A manifestação pelos complementos de reforma


Chegada ao Terreiro do Paço; nesta perspetiva é visível a quebra  da linha das varandas; o assentamento do torreão poente é anterior à construção e reparação do tunel do metropolitano, com reforço dos terrenos com estacas de betão armado; no entanto, deverá contiuar a monitorizar-se a instrumentação instalada, desconhecendo-se se ela é feita

em frente do ministério das Finanças

Cartaz distribuido durante a manifestação
Dei por mim a lembrar-me de Galileu, ou melhor, da minha professora de filosofia a contar como Galileu, em prisão domiciliária por ter desafiado a teologia geocentrica dominante, se maravilhava como podia sentir prazer apesar de preso enquanto meditava nas duas novas ciências do tratado que haveria de publicar como fundamento da física experimental.
Assim também me senti no meio dos colegas que encontrei na reunião de reformados com as suas pensões complementares de reforma em risco de serem suprimidas pela lei do orçamento para 2014.
Estamos presos na armadilha de um governo incapaz de compreender o funcionamento das coisas e incapaz de sentir o que as pessoas sentem.
Mas o reencontro com antigos colegas é também um fator de contentamento.
De forma análoga ao que sentia Galileu, alegro-me ao ver o grupo quase completo a quem demos aulas para que fizessem o seu exame do antigo 1º ciclo e progredissem nas carreiras.
Ou o mestre das oficinas de material circulante com quem percorremos noites atrás de noites em ensaios para colocar o sistema de marcha automática em funcionamento na linha vermelha.
Ou o mestre serralheiro que no seu ultimo dia de trabalho, empurrado para a reforma antecipada, foi reparar a avaria de um motor de agulha, um parafuso deixado mal apertado pela empresa fornecedora, que paralisou a exploração no próprio dia da inauguração do prolongamento para Odivelas, depois dos senhores mnistros se terem retirado, muito contentes e ignorantes, como sempre.
Talvez algum governo peça desculpa mais tarde aos reformados a quem querem cortar os complementos de reforma, como a Igreja católica pediu três séculos depois da condenação de Galileu.
Mas de momento, os conselheiros de imagem do governo exploram as diferenças entre as pensões dos reformados do metropolitano e as da maioria da população.
Por isso a senhora que se senta ao meu lado num dos bancos da praça de Camões, enquanto se forma a manifestação de protesto do setor dos transportes contra a lei orçamento de 2014, protesta : “sou viúva e a minha pensão de sobrevivência vai ser cortada e é muito mais pequena do que os complementos que os senhores recebem, e ainda por cima fazem greve”.
Não vou contrariar a senhora, não gosto de arreliar ninguém, não lhe vou dizer que a asfixia que o governo pratica contra grupos a que chama “privilegiados”  acaba sempre por se repercutir em todos os outros escalões da sociedade, como se fosse o efeito de um multiplicador económico através dos mecanismos da procura interna.
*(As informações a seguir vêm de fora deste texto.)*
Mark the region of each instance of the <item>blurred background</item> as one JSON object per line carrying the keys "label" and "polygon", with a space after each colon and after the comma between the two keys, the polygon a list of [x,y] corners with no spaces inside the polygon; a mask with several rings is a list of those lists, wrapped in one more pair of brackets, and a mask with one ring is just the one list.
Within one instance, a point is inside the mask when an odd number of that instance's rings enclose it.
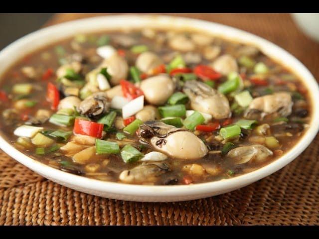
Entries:
{"label": "blurred background", "polygon": [[[203,14],[203,19],[211,14]],[[175,14],[172,14],[175,15]],[[182,13],[176,14],[176,15],[183,15],[183,16],[189,16],[192,17],[193,15],[199,15],[196,13]],[[47,21],[51,18],[54,13],[0,13],[0,50],[2,49],[7,45],[16,40],[17,39],[24,36],[24,35],[32,32],[42,27]],[[66,13],[61,14],[63,17],[66,17],[66,19],[69,20],[77,18],[76,13]],[[83,15],[83,14],[82,14]],[[87,16],[91,16],[90,15],[94,15],[94,14],[87,13],[84,15]],[[202,14],[199,14],[202,15]],[[227,17],[229,14],[216,14],[216,15],[222,15]],[[232,15],[232,14],[230,14]],[[232,14],[234,15],[234,14]],[[240,15],[245,15],[248,18],[251,18],[252,20],[255,20],[256,15],[262,17],[263,14],[252,14],[251,13],[245,14],[235,14],[239,17],[239,19],[241,17]],[[298,28],[303,32],[304,34],[310,37],[313,40],[319,41],[319,13],[292,13],[291,17],[294,20],[295,24]],[[56,15],[55,15],[56,16]],[[81,17],[83,17],[82,16]],[[218,22],[219,19],[217,17],[215,21]],[[222,22],[223,23],[223,22]],[[239,26],[233,26],[238,27]],[[241,28],[241,27],[239,27]],[[248,29],[243,29],[247,30]],[[249,30],[249,31],[250,31]],[[268,38],[267,35],[262,35],[261,36]],[[269,40],[272,40],[268,39]]]}
{"label": "blurred background", "polygon": [[0,13],[0,50],[37,30],[53,13]]}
Por cada euro que se corta no rendimento de uns, mais do que isso acaba por se refletir no rendimento de outros.
Arreliada anda a senhora com o aumento da renda da casa e da eletricidade, que não vai poder repercutir ao hóspede a quem alugou um quarto.
Tão pouco lhe vou dizer que o nivelamento social se deve fazer por cima, não por baixo, e que a desigualdade de distribuição da riqueza tem mais a origem nas fontes do poder financeiro e económico do que nos reformados do metropolitano, como se prova com a cada vez maior concentração de riqueza em cada vez menos.
Mas o problema é real.
Como ganhar o apoio da população para as lutas dos trabalhadores do metro? como conseguir que os incómodos e desconforto que as greves provocam na população sejam menores do que  a solidariedade de todos contra um governo que os magoa e que não tem politicas de emprego e de investimento?
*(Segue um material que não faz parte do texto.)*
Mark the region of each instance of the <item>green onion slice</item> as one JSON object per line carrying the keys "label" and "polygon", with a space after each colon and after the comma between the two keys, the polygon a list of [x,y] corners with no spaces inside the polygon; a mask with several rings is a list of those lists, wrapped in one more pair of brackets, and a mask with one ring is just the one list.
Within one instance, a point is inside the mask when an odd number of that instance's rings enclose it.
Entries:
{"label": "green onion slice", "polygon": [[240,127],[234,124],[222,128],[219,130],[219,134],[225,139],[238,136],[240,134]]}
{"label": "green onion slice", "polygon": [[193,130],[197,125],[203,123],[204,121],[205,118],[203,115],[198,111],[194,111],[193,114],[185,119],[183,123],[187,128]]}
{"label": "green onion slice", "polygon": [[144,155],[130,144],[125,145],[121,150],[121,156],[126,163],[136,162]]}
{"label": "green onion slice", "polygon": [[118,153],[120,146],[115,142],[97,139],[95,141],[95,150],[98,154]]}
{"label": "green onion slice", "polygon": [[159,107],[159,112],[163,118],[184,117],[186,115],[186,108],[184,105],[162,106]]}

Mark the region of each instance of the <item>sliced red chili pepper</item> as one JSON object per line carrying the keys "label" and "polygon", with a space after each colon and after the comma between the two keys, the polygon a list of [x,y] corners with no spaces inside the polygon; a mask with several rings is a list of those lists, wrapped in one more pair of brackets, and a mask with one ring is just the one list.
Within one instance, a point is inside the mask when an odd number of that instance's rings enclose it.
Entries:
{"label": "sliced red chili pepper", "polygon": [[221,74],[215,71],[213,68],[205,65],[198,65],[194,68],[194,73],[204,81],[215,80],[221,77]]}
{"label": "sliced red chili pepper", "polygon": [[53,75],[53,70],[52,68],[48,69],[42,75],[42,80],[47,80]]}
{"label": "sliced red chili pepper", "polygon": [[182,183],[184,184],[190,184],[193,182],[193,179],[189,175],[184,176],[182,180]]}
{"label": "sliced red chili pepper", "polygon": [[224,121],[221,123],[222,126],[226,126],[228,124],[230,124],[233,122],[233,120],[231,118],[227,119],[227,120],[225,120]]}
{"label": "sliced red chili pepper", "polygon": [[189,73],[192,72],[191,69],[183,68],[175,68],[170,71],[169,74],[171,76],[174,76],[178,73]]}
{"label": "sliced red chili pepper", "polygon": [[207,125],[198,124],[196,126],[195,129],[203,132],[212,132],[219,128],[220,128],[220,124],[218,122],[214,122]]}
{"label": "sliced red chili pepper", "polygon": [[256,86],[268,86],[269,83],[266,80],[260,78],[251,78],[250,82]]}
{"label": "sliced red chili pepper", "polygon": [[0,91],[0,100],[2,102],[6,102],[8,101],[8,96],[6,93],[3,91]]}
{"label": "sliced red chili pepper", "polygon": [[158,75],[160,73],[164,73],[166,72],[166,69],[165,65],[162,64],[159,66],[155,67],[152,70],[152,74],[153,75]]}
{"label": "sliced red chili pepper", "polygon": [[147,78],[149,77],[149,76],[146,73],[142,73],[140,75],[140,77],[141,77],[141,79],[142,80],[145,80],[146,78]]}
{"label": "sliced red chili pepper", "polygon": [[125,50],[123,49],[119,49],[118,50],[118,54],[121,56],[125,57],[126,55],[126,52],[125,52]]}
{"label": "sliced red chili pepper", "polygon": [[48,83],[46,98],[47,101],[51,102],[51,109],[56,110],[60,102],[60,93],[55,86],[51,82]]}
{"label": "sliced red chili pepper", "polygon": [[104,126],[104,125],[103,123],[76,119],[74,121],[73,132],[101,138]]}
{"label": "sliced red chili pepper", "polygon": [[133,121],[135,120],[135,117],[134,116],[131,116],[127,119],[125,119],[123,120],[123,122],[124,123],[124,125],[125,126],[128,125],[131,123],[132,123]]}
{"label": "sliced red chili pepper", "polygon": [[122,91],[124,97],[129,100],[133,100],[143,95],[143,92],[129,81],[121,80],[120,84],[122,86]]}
Volto-me para o meu amigo delegado sindical mas ele só me diz que já está marcado um programa de luta contra o governo através de greves em todos os setores.
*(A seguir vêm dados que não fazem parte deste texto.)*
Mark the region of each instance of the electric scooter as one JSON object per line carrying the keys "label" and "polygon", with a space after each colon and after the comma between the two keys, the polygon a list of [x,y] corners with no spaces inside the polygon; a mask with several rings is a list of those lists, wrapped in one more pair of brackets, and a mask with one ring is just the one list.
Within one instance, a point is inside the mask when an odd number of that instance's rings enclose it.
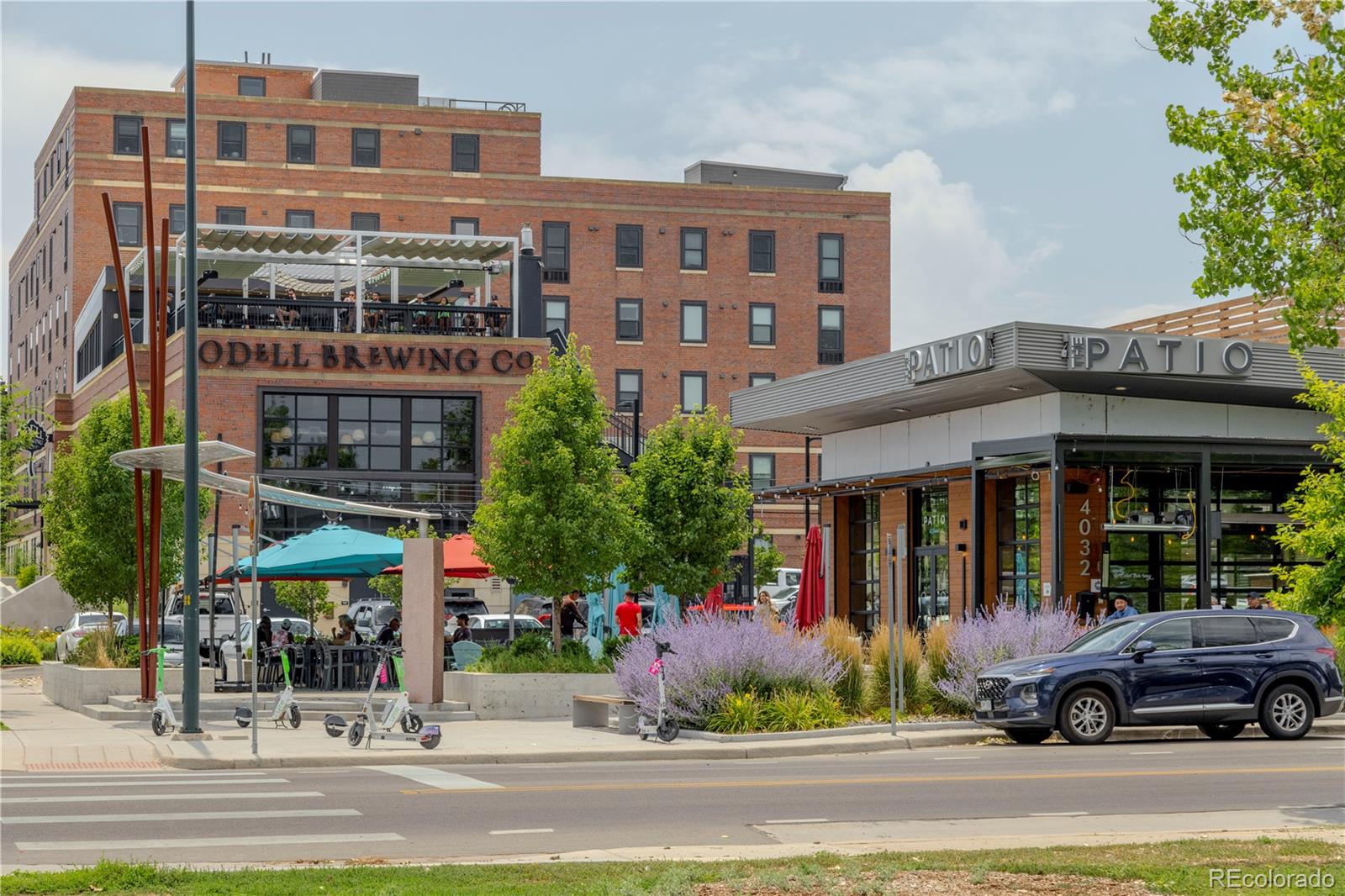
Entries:
{"label": "electric scooter", "polygon": [[149,650],[141,651],[143,657],[149,654],[159,655],[159,677],[156,678],[155,687],[155,710],[149,716],[149,728],[153,729],[155,737],[163,737],[163,733],[169,728],[178,726],[178,716],[172,712],[172,704],[168,702],[168,693],[164,690],[164,654],[168,648],[164,646],[151,647]]}
{"label": "electric scooter", "polygon": [[[389,661],[391,661],[398,683],[405,682],[406,677],[402,670],[401,647],[375,644],[370,650],[378,654],[378,666],[369,678],[369,693],[364,694],[364,702],[355,714],[355,721],[347,724],[344,717],[334,714],[323,720],[323,729],[332,737],[340,737],[344,733],[351,747],[359,747],[363,743],[366,749],[373,747],[375,740],[412,740],[425,749],[438,747],[441,737],[438,725],[426,725],[416,714],[405,690],[399,692],[394,700],[387,701],[382,718],[374,717],[374,692],[378,689],[379,679],[387,673]],[[399,725],[401,731],[393,731],[394,725]]]}
{"label": "electric scooter", "polygon": [[663,689],[663,657],[667,654],[675,657],[677,651],[666,640],[654,642],[654,662],[650,663],[650,674],[659,679],[659,717],[651,724],[650,718],[642,714],[635,731],[640,740],[648,740],[650,735],[656,735],[664,744],[671,744],[682,728],[675,718],[668,716],[668,698]]}
{"label": "electric scooter", "polygon": [[[285,673],[285,689],[276,697],[276,705],[270,709],[270,721],[276,728],[285,725],[299,728],[304,717],[299,712],[299,704],[295,702],[295,683],[289,679],[289,651],[284,647],[268,647],[265,652],[268,657],[280,655],[280,667]],[[247,728],[252,724],[252,710],[246,706],[237,708],[234,721],[238,722],[239,728]]]}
Contraproponho “Está bem, não há dúvida que o atual governo é um obstáculo ao bem estar da população, mas vamos fazer greves que não prejudiquem a ida para o trabalho de quem ainda tem trabalho. Os comboios não deviam parar entre as 6:30 e as 10: 00 e entre as 17:00 e as 20:30 . As greves deviam ser de zelo, limitando as perturbações na circulação a pequenos atrasos nas estações para recordar normas de segurança, como nos aviões, partilhar com os passageiros a impotência para melhorar coisas como o acesso de pessoas com mobilidade reduzida, explicar por que as contas são negativas por incluirem o serviço da divida dos investimentos das expansões, por as indemnizações compensatórias serem insuficientes, por a repartição das receitas dos passes ser errada, por os governos não quererem dotar o metro de financiamento como o “versement” em França ou as mais valias imobiliárias em Hong Kong, explicar porque é um desperdício tanta deslocação em transporte individual e porque se justificam as multas por mau estacionamento e as portagens de acesso ao centro das cidades.
O prazer do reencontro é contrabalançado por notícias desagradáveis, de quem já faleceu, ou de quem não pode sair dos lares onde aguarda o fim.
“Você está mais gordo, tem de ter cuidado com a alimentação”.
Arrependo-me de ter dito isto. O moço, moço da minha idade, eletricista do material circulante responde : “É´dos tratamentos, estive a morrer com uma sepsis. Fiz uma biopsia num hospital privado por causa da prostata e sobreveio a infeção”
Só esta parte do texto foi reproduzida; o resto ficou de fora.